Growing up as an only child I never had to stress over things like “who gets the last slice of pizza.” Sometimes when my cousins would come over they would do barbaric things like lick their fingers and touch the last slice so no one else would take it or stuff their face so fast that they were done first, thus laying claim to the last slice. These were not the rules of engagement I was used to, and frankly, it stressed me out! I would love to say that I was above the fray and did not partake of such actions, but when push came to shove I was just like the rest. I’m still not used to them as an adult even with multiple children who constantly want the best, most, last of all things in the house and will feel slighted and pout for hours when things don’t go their way.  

I wonder if that is how Jesus felt dealing with the disciples sometimes. I wouldn’t put it past Peter to lick his finger and rub it on the last piece of bread to make sure he got it and no one else did. Right after Jesus tells them that one of them will betray him, the question of which of the disciples is the “greatest” is brought up. Jesus’ reply is simple, profound, and game changing. The one who serves is the greatest in the kingdom of heaven, not the one who reclines at the table and is waited on. The greatest is the one who forgoes his last slice of pizza so another can be full. We are in a time right now where it is easy to be selfish. Those are our basic, sinful tendencies. Jesus even turns to Peter after they have asked about who would be considered the greatest (and I would bet Peter assumed it would be him) and tells him that Peter will deny him when the moment comes.  
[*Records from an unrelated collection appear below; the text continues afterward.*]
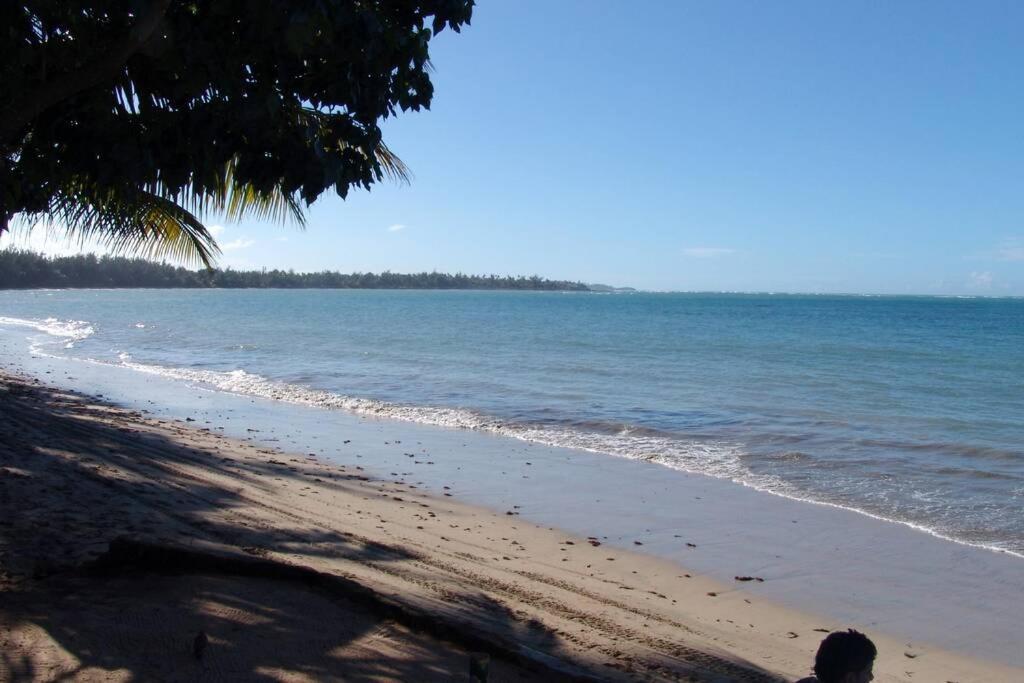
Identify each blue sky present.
[4,0,1024,295]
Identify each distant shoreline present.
[0,249,634,292]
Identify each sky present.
[2,0,1024,296]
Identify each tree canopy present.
[0,249,593,292]
[0,0,473,264]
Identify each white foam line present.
[0,315,95,357]
[0,316,1024,559]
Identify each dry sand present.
[0,374,1022,683]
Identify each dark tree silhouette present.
[0,0,473,265]
[0,249,590,292]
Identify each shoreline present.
[0,373,1020,682]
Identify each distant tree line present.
[0,249,590,292]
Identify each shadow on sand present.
[0,374,778,681]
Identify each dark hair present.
[814,629,879,683]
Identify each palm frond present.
[33,187,220,268]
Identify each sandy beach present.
[0,374,1020,683]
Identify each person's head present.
[814,629,879,683]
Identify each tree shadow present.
[0,375,777,681]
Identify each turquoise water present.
[0,290,1024,554]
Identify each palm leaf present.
[20,186,220,268]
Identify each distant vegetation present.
[0,249,590,292]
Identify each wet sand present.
[0,375,1020,683]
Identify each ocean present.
[0,290,1024,557]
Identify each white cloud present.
[220,238,256,251]
[683,247,736,258]
[0,221,109,256]
[968,270,992,290]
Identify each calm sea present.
[0,290,1024,554]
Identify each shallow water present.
[0,290,1024,553]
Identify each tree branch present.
[0,0,171,140]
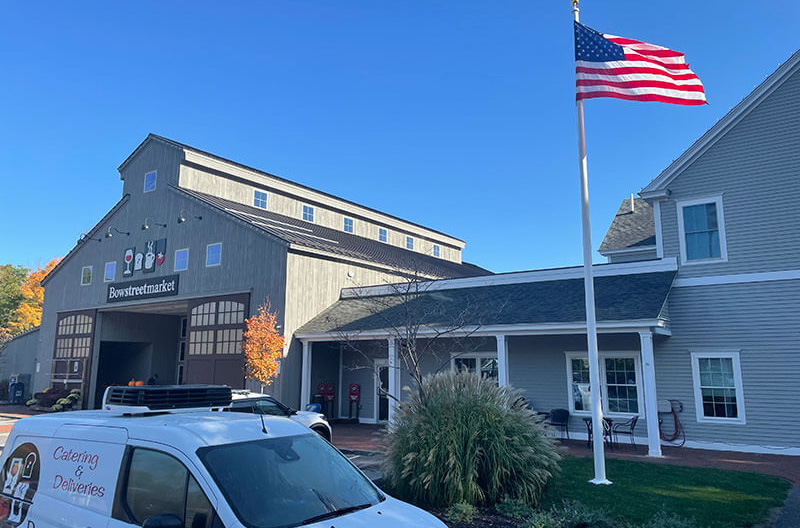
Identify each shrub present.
[445,502,475,523]
[384,372,560,506]
[495,496,534,519]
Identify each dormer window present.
[303,205,314,223]
[678,196,728,264]
[144,171,156,192]
[253,190,267,209]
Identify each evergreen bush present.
[384,371,560,507]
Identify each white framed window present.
[81,266,92,286]
[692,351,745,424]
[450,352,499,381]
[175,248,189,271]
[253,189,267,209]
[206,242,222,268]
[566,351,644,416]
[677,195,728,264]
[144,171,156,192]
[103,260,117,282]
[303,204,314,223]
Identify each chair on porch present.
[583,416,614,449]
[611,416,639,450]
[547,409,569,440]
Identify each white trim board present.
[341,257,678,299]
[672,270,800,288]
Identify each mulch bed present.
[429,508,521,528]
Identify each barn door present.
[183,294,250,389]
[50,311,96,409]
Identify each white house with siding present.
[295,47,800,456]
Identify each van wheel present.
[311,427,331,442]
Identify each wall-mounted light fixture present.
[106,227,131,238]
[142,217,167,231]
[78,233,103,244]
[178,209,203,224]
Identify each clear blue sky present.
[0,0,800,271]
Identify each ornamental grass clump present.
[384,372,560,507]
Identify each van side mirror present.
[142,513,183,528]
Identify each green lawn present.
[543,457,790,528]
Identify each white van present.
[0,386,445,528]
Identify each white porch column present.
[495,334,508,387]
[300,341,311,411]
[388,337,400,425]
[639,330,661,456]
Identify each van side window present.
[113,448,220,528]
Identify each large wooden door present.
[183,294,250,389]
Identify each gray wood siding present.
[661,67,800,277]
[507,334,648,437]
[655,280,800,447]
[35,142,287,390]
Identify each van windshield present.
[197,433,384,528]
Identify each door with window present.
[183,294,250,389]
[108,446,223,528]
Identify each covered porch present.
[295,262,675,457]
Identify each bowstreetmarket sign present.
[106,275,179,302]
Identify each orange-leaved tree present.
[242,300,283,391]
[8,258,61,334]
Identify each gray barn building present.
[34,134,489,407]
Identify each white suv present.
[222,390,332,442]
[0,386,445,528]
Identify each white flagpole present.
[572,0,611,484]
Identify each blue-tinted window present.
[683,202,721,260]
[303,205,314,222]
[144,171,156,192]
[103,261,117,282]
[253,191,267,209]
[206,242,222,267]
[175,248,189,271]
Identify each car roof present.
[7,410,314,453]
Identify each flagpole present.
[572,0,611,484]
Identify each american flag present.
[575,22,706,105]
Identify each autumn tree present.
[0,264,28,343]
[8,258,61,335]
[242,300,283,391]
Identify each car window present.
[113,448,218,528]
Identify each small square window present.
[144,171,156,192]
[175,248,189,271]
[253,190,267,209]
[103,261,117,282]
[81,266,92,286]
[303,205,314,222]
[206,242,222,268]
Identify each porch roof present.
[295,271,676,339]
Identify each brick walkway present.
[332,424,800,486]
I caught myself saying things that sounded very similar to this just the other day. I said something that sounded like “right now we have to worry about team Bratcher,” and in retrospect, all I was saying was “I want that last slice of pizza” or “will I be considered the greatest”. Now is NOT that time for those kinds of thoughts. The world needs us to stand and be the servants, the givers, and helpers to a hurting world during a dark time.

Luke 22:1-23

by Crystal Townsend

When I was little, the neighbor kids and I played together daily. I was the oldest and had a strong sense of right and wrong. I was happy if everyone was following the rules of the neighborhood, otherwise I would call attention to the rule breaker. I clearly remember a day I refused to eat with a friend because she broke my neatness rule and left crumbs in my tent! I’ll never forget the feeling of anger at the ease of her disregard for MY tent rules. The speech I gave in my fury ended with me sending her home. Needless to say, the reconciliation was humbling. I was reminded of my sinful nature and my pride. I was broken at the realization that I so easily chose actions of anger over love. 

Here in Luke 22, as Judas begins to be used by Satan for the betrayal of Jesus, I’m struck by Jesus’ actions. He’s not distracted by His anger or emotions. He simply continues in the Passover preparations. He provides for his disciples and leads them through the last supper. All the while, Judas is sitting and eating among them, but Jesus doesn’t send him home. He calmly explains the importance of the bread and wine and the symbolism of his body and blood. Finally, He points out that His betrayer is at the table and that the consequences shall come. Today we struggle with a myriad of different emotions as people let us down or our plans fail, but be reminded of the example Jesus set as Judas’ betrayal unfolded. Choose to take your frustrations to Jesus and not act in anger or haste. Remember the ultimate sacrifice Jesus made out of His great love for us. What a great reminder of the life Jesus has called us to live! A life of love, joy, peace, and patience. What a great reminder of the sacrifice He has made to bring us into the family of God. And just know, I’ve gotten a little better at dealing with injustice lovingly…I’ll hold friends accountable, but I now refrain from reaming them out and sending them home over crumbs!